Pero después de producido el daño y la muerte, cuando el propio mar es incapaz ya de seguir escondiendo esta tremenda infamia y amenaza con revelarla dejando al descubierto la auténtica pila humana de cadáveres que vela, es cuando por público y escandaloso que ha tornado el caso, las autoridades nacionales y europeas toman los hábitos de luto, se sitúan en primera fila del duelo y anuncian funerales y sepulturas que den un digno reposo a los difuntos.

Sin embargo, me pregunto, ¿acaso no hubiera sido más digno haber actuado con previsión habida cuenta del conocimiento preexistente del problema? Podría evitarse o al menos minorar este drama si se hubiese tenido otra actitud por parte de Europa. En primer lugar por responsabilidad, evitando el efecto llamada que desde el populismo más bajo tuvo lugar en los años en que el viejo continente necesitaba, no de personas, sino de mano de obra barata y en régimen de precariedad, para seguir recebando a bajo coste el crecimiento económico que luego se demostró, lo era en ficción. Posteriormente, me resulta imposible creer, que con los medios actualmente al alcance de las fuerzas de seguridad tanto de la Unión, como de los distintos Estados, sea tan difícil controlar y vigilar ciento diez kilómetros de mar, cuando se sabe además que esa es la ruta que toman los inmigrantes para llegar a Europa. Finalmente, en un mundo globalizado, en que mercancías y capitales viajan sin restricción merced a tratados varios, resulta ruin que no se ponga el mismo celo y colaboración en el control de personas que arriesgan tanto como su propia vida.

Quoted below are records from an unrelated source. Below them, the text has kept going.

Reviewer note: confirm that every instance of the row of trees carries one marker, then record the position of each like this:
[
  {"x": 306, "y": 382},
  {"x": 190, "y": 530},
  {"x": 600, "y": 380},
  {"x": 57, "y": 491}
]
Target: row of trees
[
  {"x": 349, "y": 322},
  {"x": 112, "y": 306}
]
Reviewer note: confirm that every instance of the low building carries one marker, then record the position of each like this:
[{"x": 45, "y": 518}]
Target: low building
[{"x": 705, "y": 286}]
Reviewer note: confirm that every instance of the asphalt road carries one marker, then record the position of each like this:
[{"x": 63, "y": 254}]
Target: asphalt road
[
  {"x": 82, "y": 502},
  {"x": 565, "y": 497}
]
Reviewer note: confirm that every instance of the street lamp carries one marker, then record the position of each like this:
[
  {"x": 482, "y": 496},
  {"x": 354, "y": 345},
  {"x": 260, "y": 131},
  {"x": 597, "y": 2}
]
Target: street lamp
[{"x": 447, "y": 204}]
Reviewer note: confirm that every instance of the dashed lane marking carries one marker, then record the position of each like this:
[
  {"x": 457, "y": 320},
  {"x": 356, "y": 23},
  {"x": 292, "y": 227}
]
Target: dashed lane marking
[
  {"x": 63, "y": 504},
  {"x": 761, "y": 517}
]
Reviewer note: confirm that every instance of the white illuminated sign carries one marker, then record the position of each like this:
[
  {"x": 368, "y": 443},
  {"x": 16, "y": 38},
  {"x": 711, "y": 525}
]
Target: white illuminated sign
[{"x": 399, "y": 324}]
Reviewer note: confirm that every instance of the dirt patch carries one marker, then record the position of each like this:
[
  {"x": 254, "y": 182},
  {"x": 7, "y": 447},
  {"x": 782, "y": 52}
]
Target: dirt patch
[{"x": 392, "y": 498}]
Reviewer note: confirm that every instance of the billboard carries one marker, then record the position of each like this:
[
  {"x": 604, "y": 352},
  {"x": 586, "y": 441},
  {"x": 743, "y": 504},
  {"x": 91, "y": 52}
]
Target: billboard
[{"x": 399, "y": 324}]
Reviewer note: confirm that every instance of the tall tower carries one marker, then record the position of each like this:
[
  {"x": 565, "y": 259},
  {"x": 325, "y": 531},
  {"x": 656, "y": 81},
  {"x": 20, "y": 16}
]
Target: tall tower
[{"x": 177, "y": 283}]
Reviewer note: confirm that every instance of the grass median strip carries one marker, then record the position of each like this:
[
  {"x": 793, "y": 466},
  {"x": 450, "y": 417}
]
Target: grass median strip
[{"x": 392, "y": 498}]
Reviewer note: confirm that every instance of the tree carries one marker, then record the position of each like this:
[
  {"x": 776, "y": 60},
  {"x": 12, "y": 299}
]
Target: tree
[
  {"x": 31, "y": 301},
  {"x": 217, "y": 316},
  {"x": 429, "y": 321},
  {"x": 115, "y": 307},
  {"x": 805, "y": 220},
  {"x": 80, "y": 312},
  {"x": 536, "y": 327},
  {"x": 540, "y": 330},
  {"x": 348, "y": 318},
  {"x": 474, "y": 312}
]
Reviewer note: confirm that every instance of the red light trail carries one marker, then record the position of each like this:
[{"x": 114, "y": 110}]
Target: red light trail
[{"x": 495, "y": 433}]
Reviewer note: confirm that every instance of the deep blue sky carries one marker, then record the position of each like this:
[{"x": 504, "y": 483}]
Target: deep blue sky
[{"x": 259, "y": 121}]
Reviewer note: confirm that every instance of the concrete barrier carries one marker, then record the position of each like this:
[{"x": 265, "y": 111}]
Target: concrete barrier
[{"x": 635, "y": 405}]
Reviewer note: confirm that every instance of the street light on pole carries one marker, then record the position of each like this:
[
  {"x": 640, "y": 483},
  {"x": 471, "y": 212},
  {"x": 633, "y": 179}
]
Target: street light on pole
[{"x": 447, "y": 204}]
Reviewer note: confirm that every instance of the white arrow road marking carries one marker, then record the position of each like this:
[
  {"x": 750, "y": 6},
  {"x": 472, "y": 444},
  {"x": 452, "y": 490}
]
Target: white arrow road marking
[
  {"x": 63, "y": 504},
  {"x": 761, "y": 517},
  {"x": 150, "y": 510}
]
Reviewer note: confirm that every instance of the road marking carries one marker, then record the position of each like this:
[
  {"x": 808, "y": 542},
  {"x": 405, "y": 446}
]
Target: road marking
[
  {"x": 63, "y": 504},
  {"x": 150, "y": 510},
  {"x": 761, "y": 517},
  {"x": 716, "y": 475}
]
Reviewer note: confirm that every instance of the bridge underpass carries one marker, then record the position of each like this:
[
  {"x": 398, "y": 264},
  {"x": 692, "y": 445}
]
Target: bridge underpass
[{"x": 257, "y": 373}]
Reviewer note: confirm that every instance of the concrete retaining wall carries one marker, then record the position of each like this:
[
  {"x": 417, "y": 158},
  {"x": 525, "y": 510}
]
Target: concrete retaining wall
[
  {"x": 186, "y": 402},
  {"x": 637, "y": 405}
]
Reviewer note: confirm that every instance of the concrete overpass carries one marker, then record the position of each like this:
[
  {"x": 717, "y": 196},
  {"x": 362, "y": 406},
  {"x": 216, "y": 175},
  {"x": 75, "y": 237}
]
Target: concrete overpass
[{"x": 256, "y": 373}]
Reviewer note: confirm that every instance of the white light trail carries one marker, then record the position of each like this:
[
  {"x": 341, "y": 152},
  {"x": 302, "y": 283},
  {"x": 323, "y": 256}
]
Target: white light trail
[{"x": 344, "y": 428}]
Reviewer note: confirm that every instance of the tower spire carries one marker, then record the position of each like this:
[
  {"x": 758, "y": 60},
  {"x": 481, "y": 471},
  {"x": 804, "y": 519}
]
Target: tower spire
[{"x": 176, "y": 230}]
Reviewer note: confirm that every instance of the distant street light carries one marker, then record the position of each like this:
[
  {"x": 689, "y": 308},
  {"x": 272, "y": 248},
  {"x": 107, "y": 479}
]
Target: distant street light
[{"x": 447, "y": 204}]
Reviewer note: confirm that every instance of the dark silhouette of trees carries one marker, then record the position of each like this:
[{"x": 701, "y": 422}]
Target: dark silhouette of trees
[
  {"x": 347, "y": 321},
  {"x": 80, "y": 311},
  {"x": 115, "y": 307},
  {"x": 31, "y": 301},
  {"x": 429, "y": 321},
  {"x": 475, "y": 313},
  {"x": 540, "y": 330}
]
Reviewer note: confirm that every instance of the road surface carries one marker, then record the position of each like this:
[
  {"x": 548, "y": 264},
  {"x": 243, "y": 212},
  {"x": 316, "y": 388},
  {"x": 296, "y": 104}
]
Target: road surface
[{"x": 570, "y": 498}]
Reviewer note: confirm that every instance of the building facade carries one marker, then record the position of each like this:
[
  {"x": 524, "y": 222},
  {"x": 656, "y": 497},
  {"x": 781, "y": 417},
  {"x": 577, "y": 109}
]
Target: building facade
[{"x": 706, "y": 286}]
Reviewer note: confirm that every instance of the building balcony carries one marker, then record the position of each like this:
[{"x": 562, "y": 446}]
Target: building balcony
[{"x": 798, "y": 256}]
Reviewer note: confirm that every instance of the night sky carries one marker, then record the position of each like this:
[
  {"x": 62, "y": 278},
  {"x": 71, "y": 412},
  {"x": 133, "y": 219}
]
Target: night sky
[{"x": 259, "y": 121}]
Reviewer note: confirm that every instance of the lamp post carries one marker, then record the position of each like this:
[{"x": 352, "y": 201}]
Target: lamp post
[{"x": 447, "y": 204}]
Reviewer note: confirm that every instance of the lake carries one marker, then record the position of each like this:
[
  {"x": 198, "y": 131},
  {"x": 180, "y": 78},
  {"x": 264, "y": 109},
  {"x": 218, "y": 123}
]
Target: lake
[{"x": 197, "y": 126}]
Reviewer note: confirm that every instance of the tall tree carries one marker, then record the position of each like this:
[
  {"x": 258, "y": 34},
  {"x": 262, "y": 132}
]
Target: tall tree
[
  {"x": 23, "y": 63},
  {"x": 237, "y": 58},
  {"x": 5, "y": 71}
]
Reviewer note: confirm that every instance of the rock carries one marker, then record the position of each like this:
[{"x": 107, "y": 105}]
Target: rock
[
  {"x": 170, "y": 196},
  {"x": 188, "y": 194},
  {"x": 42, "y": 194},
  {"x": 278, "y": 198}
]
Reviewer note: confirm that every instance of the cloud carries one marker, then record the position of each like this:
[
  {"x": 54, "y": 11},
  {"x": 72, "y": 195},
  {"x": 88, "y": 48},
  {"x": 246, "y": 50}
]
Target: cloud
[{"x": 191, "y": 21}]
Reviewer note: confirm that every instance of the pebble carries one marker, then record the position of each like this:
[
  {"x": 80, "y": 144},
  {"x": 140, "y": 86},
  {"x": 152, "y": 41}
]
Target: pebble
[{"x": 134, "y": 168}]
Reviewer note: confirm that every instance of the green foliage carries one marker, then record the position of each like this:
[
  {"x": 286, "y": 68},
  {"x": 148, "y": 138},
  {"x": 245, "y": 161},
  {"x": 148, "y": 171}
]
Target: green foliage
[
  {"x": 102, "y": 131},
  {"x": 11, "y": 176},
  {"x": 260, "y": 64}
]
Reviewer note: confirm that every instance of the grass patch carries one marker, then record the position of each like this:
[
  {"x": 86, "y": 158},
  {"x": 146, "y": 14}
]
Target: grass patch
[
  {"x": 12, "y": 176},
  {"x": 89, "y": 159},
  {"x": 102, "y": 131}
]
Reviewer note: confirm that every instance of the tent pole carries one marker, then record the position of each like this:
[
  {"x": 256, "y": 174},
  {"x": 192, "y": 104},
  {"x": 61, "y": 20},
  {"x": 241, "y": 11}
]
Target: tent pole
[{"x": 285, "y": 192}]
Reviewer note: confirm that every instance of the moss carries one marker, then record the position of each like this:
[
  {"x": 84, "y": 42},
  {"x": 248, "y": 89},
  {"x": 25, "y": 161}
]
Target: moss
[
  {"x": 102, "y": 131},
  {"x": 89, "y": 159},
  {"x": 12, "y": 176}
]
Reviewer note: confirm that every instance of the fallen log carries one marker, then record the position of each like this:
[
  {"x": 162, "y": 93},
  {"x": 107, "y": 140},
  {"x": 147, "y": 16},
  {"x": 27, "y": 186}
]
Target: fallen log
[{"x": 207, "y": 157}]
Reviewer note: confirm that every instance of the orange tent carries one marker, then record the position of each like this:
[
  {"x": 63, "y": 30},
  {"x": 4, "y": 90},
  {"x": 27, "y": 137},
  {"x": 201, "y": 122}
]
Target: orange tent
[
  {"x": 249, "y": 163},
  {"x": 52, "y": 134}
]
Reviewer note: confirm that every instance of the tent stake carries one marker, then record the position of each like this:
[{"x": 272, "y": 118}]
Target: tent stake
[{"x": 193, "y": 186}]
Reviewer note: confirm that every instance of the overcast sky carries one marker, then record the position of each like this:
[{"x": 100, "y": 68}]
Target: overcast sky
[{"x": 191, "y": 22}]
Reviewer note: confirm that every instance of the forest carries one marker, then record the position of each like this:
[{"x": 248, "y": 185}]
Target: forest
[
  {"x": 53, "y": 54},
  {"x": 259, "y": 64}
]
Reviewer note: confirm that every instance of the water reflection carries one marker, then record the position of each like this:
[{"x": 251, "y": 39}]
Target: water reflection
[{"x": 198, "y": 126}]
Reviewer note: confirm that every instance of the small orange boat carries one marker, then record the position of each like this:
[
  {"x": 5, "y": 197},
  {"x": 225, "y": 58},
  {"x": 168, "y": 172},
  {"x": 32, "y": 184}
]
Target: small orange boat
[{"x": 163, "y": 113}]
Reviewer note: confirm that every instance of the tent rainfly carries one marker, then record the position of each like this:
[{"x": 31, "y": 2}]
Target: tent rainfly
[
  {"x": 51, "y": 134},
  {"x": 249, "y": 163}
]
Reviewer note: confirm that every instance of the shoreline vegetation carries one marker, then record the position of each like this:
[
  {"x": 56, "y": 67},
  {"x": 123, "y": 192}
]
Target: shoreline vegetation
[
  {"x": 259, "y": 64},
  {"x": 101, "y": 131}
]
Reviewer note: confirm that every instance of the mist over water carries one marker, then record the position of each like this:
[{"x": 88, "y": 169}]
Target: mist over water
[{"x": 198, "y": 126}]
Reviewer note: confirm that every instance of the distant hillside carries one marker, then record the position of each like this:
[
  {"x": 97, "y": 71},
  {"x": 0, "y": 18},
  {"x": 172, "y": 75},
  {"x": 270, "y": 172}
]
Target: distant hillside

Podrán ahora las autoridades mostrar cuanta indignación y dolor sean capaces de transmitir, pero las conciencias no quedarán limpias hasta tanto se crea que la persona está por encima de cualquier otro fin y se actúe en consecuencia. Un responsable control de la inmigración, una auténtica integración de esta población y una verdadera cooperación al desarrollo en sus países de origen.